We will use the run_multiply.sh script to train the model. This script is located in examples/train/multiply/run_multiply.sh, which sets up the training configuration and calls main_multiply.py.

Common Configuration Parameters

First, ensure sure your config matches your available GPUs. You may need to adjust the following parameters to match your GPU count (which we set via an environment variable NUM_GPUS):

trainer.placement.policy_num_gpus_per_node
generator.inference_engine.num_engines

Then, configure how the environment should be executed. For multi-turn environments, we recommend setting generator.batched=false and generator.inference_engine.async_engine=true to ensure that each environment is executed asynchronously.
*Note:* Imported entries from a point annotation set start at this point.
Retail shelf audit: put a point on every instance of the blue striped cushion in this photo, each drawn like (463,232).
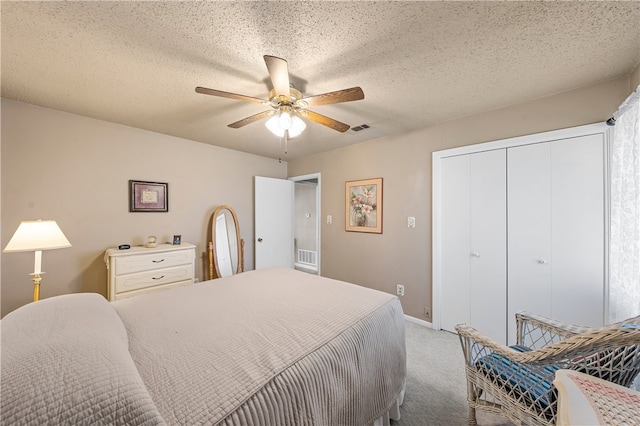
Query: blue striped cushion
(529,381)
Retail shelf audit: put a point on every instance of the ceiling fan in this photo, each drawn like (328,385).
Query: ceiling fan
(287,104)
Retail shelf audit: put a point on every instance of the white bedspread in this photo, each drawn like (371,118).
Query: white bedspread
(268,347)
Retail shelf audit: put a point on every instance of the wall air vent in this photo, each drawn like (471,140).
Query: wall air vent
(360,127)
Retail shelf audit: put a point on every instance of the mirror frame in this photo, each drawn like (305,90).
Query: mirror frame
(214,268)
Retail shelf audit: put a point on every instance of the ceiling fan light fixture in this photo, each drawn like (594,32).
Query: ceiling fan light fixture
(285,121)
(273,125)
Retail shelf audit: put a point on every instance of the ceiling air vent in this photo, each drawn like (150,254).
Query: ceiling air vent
(360,127)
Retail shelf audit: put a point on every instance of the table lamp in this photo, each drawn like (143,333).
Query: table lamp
(37,235)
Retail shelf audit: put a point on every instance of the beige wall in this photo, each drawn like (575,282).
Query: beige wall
(75,170)
(402,255)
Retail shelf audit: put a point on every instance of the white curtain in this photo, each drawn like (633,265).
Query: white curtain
(624,238)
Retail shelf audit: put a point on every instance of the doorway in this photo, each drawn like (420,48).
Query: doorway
(306,223)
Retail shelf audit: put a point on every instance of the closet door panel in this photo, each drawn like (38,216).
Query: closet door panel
(529,231)
(577,228)
(455,228)
(488,288)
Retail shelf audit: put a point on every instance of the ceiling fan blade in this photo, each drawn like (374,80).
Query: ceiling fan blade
(325,121)
(235,96)
(251,119)
(279,73)
(346,95)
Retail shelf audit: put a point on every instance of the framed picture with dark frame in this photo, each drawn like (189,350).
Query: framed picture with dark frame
(148,196)
(363,205)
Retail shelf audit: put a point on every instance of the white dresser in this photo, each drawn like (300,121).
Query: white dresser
(140,270)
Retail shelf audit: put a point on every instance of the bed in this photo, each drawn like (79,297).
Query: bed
(268,347)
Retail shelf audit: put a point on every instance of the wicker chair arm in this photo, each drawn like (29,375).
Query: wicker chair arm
(476,344)
(472,340)
(555,330)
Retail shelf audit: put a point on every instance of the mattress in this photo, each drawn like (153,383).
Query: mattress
(268,347)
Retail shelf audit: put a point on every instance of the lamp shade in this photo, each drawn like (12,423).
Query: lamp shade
(278,123)
(37,235)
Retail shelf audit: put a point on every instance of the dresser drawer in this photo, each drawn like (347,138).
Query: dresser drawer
(147,262)
(158,277)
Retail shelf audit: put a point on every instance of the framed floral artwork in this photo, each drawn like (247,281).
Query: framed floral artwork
(148,196)
(363,205)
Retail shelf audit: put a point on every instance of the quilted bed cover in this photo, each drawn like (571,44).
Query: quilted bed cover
(269,347)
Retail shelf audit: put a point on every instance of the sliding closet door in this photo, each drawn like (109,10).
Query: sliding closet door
(529,230)
(556,230)
(488,264)
(473,242)
(577,227)
(455,231)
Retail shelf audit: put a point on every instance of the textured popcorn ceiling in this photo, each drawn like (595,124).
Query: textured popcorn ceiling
(419,63)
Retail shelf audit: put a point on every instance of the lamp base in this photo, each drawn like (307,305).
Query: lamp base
(36,278)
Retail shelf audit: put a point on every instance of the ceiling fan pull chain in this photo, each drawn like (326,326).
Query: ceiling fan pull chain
(286,141)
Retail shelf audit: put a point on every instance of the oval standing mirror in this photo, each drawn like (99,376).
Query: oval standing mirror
(226,246)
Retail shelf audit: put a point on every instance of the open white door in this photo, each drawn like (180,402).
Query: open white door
(273,212)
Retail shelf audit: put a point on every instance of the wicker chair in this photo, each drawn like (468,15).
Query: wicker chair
(517,381)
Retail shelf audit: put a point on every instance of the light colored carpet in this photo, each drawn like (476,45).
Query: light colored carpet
(436,391)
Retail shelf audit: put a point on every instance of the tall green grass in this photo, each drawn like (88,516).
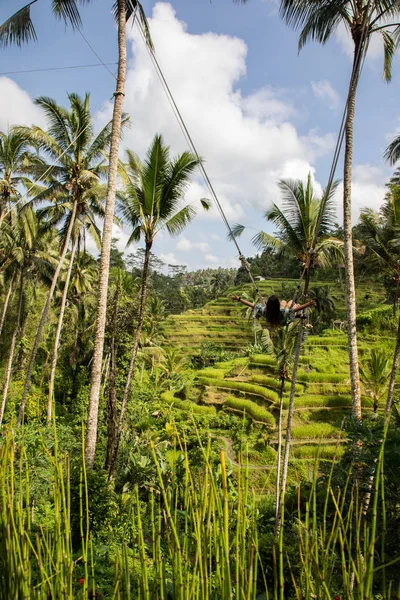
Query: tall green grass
(196,538)
(187,405)
(240,386)
(253,410)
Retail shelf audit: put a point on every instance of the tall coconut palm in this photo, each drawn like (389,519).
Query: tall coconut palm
(304,223)
(31,253)
(151,202)
(123,9)
(72,161)
(362,18)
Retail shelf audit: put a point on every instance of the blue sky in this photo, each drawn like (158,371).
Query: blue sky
(256,109)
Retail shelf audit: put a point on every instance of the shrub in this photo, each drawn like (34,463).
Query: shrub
(241,386)
(253,410)
(321,451)
(211,372)
(263,359)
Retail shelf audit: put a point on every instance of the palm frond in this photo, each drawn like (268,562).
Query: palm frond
(176,224)
(392,152)
(67,10)
(205,203)
(317,20)
(389,49)
(19,28)
(236,231)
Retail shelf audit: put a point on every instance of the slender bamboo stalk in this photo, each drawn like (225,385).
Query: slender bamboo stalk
(93,408)
(7,375)
(44,314)
(6,302)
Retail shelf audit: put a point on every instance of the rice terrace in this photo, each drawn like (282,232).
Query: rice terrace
(200,300)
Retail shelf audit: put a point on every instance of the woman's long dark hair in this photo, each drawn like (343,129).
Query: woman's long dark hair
(273,311)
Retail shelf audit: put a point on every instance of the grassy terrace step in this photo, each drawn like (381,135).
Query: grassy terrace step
(251,409)
(187,405)
(315,430)
(274,383)
(320,401)
(256,390)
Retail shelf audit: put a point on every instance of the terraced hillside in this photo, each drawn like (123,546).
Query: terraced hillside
(221,322)
(249,385)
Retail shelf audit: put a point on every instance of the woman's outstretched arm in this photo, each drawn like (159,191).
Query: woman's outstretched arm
(242,301)
(299,307)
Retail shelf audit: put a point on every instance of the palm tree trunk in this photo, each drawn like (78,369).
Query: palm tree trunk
(7,375)
(279,461)
(348,240)
(45,311)
(128,384)
(58,331)
(288,437)
(6,302)
(93,409)
(299,343)
(393,375)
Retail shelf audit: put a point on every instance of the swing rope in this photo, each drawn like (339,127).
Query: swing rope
(356,71)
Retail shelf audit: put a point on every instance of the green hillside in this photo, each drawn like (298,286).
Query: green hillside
(249,385)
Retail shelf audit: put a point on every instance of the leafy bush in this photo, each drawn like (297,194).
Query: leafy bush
(320,377)
(274,382)
(253,410)
(187,405)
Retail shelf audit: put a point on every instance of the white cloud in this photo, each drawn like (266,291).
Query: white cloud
(170,259)
(323,90)
(247,142)
(211,259)
(185,245)
(16,106)
(367,190)
(266,104)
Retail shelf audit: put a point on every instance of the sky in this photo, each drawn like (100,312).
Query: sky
(256,109)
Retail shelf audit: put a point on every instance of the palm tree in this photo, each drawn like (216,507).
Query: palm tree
(362,18)
(282,347)
(19,29)
(123,11)
(31,253)
(72,162)
(375,375)
(381,236)
(304,223)
(150,203)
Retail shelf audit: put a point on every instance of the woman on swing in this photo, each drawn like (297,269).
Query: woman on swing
(277,312)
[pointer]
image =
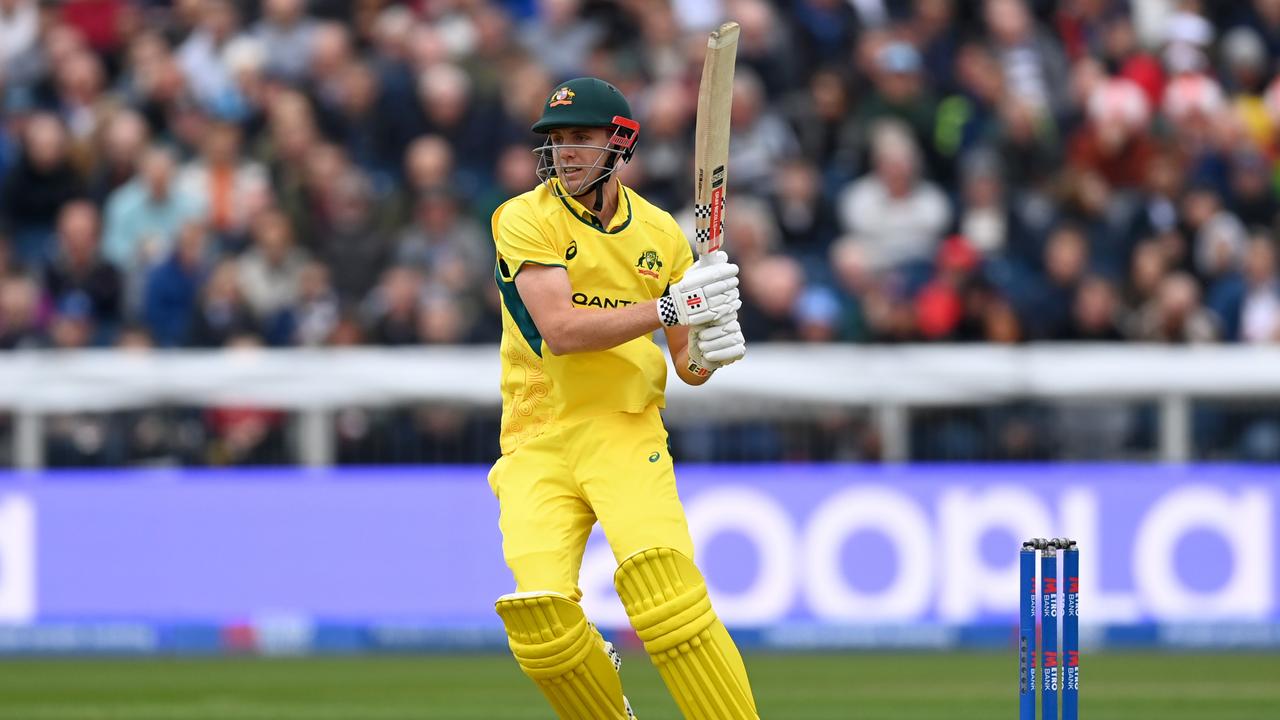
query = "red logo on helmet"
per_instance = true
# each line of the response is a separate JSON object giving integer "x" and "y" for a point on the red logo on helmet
{"x": 562, "y": 96}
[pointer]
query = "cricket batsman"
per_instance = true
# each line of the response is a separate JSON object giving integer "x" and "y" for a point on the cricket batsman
{"x": 588, "y": 270}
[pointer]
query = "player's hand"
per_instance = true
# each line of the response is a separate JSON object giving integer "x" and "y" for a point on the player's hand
{"x": 713, "y": 346}
{"x": 705, "y": 295}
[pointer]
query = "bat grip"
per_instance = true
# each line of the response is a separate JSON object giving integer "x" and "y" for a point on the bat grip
{"x": 708, "y": 259}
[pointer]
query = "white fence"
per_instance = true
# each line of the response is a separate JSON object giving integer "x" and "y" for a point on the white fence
{"x": 890, "y": 381}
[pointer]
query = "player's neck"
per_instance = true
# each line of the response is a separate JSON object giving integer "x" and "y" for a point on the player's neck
{"x": 608, "y": 205}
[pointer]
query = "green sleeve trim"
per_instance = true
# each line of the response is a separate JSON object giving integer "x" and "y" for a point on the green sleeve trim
{"x": 535, "y": 263}
{"x": 519, "y": 311}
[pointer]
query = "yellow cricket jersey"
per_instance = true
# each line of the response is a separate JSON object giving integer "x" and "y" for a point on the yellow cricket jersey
{"x": 631, "y": 260}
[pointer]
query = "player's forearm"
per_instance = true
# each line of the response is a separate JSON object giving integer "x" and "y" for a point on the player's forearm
{"x": 583, "y": 329}
{"x": 681, "y": 361}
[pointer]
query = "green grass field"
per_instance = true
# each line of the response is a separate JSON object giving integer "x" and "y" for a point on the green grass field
{"x": 489, "y": 687}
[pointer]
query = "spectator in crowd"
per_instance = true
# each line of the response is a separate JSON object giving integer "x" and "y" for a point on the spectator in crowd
{"x": 37, "y": 187}
{"x": 1095, "y": 313}
{"x": 286, "y": 33}
{"x": 222, "y": 315}
{"x": 270, "y": 272}
{"x": 172, "y": 288}
{"x": 234, "y": 187}
{"x": 355, "y": 244}
{"x": 1033, "y": 63}
{"x": 826, "y": 127}
{"x": 561, "y": 37}
{"x": 80, "y": 277}
{"x": 144, "y": 217}
{"x": 201, "y": 57}
{"x": 315, "y": 317}
{"x": 392, "y": 309}
{"x": 124, "y": 139}
{"x": 1112, "y": 177}
{"x": 805, "y": 217}
{"x": 1175, "y": 314}
{"x": 1114, "y": 142}
{"x": 1258, "y": 315}
{"x": 900, "y": 94}
{"x": 19, "y": 28}
{"x": 759, "y": 137}
{"x": 771, "y": 291}
{"x": 896, "y": 213}
{"x": 19, "y": 314}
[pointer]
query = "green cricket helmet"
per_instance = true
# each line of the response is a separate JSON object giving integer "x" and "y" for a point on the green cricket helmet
{"x": 592, "y": 103}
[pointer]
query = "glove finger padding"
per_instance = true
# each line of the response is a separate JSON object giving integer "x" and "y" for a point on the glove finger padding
{"x": 726, "y": 306}
{"x": 721, "y": 342}
{"x": 727, "y": 355}
{"x": 700, "y": 276}
{"x": 699, "y": 304}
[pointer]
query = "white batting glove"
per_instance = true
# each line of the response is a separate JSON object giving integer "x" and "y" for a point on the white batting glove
{"x": 713, "y": 346}
{"x": 705, "y": 295}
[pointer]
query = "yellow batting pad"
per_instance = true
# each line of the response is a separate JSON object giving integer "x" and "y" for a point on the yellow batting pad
{"x": 666, "y": 598}
{"x": 563, "y": 655}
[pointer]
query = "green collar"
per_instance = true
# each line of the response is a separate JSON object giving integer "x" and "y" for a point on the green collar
{"x": 590, "y": 219}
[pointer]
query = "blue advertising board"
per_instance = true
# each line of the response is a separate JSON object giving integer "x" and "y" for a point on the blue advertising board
{"x": 799, "y": 556}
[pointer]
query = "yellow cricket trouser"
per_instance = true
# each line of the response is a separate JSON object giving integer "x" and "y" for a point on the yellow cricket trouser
{"x": 552, "y": 490}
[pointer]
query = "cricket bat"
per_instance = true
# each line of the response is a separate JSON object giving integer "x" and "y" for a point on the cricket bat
{"x": 711, "y": 142}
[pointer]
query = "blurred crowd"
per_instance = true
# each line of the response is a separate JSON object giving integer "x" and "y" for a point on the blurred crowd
{"x": 205, "y": 173}
{"x": 292, "y": 172}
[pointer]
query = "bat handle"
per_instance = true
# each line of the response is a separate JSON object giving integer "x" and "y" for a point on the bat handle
{"x": 709, "y": 259}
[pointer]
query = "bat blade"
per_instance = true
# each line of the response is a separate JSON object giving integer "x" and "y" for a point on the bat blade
{"x": 711, "y": 142}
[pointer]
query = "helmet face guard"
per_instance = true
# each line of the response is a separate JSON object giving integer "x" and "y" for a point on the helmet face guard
{"x": 621, "y": 145}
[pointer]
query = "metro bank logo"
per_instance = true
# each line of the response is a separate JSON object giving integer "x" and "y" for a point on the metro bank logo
{"x": 17, "y": 559}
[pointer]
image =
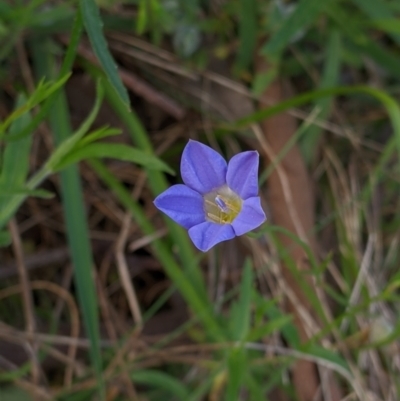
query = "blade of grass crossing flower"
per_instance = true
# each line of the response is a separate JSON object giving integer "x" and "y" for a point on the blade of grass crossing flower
{"x": 75, "y": 216}
{"x": 199, "y": 305}
{"x": 94, "y": 28}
If your environment is single-turn, you may get better performance by reversing these settings.

Launch Training

Run training

export WANDB_API_KEY=your_wandb_api_key  # or set trainer.logger="console" to print to stdout
bash examples/train/multiply/run_multiply.sh

Next Steps: Want to make multiplication easier? Try integrating a calculator tool into your environment! Check out the tools_guide documentation for details.

That's it! You've created a custom environment, prepared training data, and started training. The same pattern works for any text-based task you want to train on.

Now watch your model become a multiplication master!